Standard deviations for Life Expectancy by cluster

sub1.groupby('cluster').std()
cluster lifeexpectancy
0 8.717742
1 1.450612
2 6.415368
mc1 = multi.MultiComparison(sub1['lifeexpectancy'], sub1['cluster'])
res1 = mc1.tukeyhsd()
res1.summary()
Multiple Comparison of Means - Tukey HSD,FWER=0.05
group1 group2 meandiff lower upper reject
0 1 18.1989 12.5495 23.8483 True
0 2 10.2167 5.8917 14.5418 True
1 2 -7.9822 -13.0296 -2.9348 True

Summary

Based on the plots of clusters based on Canonical variables, I proceeded with 3 clusters as my model. My three clusters were as follows:

  • Cluster 0 - This looks like developing nations facing severe poverty. The urban rate is the lowest, combined with low income per person, and a high employment rate, looks like argicultural economies where everyone needs to work in order to remain at substinance income levels.
  • Cluster 1 - This is very clearly a cluster of developed nations. There is a significantly higher incomeperperson, and higher consumption of things like CO2, residential electricity, and internet.

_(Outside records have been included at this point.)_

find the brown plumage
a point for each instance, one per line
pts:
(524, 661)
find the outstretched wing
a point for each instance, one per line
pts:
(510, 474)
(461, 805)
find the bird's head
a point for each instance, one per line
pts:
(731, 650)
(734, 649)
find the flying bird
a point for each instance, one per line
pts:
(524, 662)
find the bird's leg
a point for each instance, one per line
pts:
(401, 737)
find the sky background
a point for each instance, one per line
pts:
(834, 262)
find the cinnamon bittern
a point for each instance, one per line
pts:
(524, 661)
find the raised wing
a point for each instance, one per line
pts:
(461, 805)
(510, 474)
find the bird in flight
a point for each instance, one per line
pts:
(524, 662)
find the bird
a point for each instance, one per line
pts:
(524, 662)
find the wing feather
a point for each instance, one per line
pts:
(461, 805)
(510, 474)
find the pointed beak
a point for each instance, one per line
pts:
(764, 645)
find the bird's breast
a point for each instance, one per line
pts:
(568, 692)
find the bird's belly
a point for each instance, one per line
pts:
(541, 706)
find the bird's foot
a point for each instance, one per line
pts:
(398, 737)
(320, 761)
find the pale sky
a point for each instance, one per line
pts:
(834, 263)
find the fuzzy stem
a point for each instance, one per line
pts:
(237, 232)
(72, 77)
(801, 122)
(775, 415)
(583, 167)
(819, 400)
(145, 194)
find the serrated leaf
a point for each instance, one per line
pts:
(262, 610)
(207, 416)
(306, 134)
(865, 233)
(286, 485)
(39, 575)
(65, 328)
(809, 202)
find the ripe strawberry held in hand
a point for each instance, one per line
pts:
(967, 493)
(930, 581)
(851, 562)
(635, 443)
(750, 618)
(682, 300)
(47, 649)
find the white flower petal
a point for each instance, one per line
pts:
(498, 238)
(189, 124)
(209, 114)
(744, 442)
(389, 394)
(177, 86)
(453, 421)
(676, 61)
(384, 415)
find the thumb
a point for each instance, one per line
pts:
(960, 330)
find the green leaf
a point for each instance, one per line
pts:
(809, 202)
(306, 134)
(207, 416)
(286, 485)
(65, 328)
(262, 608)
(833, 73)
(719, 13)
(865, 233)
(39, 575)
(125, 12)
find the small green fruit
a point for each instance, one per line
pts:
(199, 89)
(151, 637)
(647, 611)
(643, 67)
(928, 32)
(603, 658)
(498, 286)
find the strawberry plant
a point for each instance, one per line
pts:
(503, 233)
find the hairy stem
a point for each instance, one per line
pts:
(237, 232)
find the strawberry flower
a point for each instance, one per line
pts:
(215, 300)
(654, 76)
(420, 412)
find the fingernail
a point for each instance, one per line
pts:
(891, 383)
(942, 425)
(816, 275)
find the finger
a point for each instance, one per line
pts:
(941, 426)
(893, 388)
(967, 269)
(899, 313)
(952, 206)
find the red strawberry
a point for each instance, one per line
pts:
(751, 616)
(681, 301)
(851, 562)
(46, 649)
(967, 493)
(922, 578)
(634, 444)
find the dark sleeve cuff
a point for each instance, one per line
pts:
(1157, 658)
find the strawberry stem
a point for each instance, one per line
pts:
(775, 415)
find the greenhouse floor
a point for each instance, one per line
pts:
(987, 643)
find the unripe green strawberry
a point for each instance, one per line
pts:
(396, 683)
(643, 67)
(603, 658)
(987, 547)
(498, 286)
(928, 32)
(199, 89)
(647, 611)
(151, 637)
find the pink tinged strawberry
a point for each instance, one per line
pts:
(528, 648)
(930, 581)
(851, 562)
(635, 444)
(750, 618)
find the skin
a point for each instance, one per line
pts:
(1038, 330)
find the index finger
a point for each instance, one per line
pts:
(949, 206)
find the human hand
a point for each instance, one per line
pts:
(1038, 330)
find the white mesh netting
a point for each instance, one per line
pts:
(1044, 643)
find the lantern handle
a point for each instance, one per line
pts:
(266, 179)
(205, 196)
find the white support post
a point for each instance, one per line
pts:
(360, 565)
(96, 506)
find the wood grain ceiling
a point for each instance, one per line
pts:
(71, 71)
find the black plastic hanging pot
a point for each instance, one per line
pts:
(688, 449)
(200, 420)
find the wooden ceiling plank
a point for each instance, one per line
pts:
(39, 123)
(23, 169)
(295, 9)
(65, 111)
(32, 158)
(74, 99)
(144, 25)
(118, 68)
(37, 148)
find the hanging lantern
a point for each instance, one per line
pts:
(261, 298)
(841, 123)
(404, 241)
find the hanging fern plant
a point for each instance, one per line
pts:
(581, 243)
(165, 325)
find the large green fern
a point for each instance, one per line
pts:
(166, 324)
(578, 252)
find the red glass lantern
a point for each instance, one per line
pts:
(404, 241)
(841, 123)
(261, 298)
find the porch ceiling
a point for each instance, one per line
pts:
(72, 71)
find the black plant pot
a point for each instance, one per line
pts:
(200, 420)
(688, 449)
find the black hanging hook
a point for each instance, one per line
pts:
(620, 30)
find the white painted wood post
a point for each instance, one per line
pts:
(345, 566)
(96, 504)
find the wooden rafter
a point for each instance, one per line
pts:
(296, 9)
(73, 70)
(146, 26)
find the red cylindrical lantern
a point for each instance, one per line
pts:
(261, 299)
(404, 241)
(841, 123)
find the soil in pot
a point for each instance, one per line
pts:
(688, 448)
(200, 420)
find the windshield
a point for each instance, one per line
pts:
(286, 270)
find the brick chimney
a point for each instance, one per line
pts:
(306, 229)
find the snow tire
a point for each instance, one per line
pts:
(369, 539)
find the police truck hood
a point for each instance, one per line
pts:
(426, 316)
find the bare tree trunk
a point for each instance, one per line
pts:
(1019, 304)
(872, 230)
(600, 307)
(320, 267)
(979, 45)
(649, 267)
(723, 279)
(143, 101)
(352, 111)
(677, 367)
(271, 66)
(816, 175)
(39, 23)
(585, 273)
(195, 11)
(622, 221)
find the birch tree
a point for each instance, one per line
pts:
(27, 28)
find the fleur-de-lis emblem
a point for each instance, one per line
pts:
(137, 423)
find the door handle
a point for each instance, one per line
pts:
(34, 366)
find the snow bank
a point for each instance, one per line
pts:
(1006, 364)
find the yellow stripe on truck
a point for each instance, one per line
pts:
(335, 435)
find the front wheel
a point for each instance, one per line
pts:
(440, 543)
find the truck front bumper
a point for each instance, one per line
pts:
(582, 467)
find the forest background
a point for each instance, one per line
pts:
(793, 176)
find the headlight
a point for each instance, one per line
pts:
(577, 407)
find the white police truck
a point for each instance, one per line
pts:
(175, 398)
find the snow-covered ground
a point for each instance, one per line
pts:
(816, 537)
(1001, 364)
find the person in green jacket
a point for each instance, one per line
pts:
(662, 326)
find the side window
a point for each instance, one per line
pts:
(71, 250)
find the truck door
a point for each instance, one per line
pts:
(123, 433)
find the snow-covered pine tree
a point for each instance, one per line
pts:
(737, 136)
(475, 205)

There is also a much higher urban rate and polity score.
  • Cluster 2 - This cluster is more similar to cluster 0, but with a trend towards urbanization. Income per person is higher, consumption is up, and the employment rate is way down.

There was a difference of about 10 years of mean life expectancy between each of my clusters, and the Tukey test considered each cluster as significant.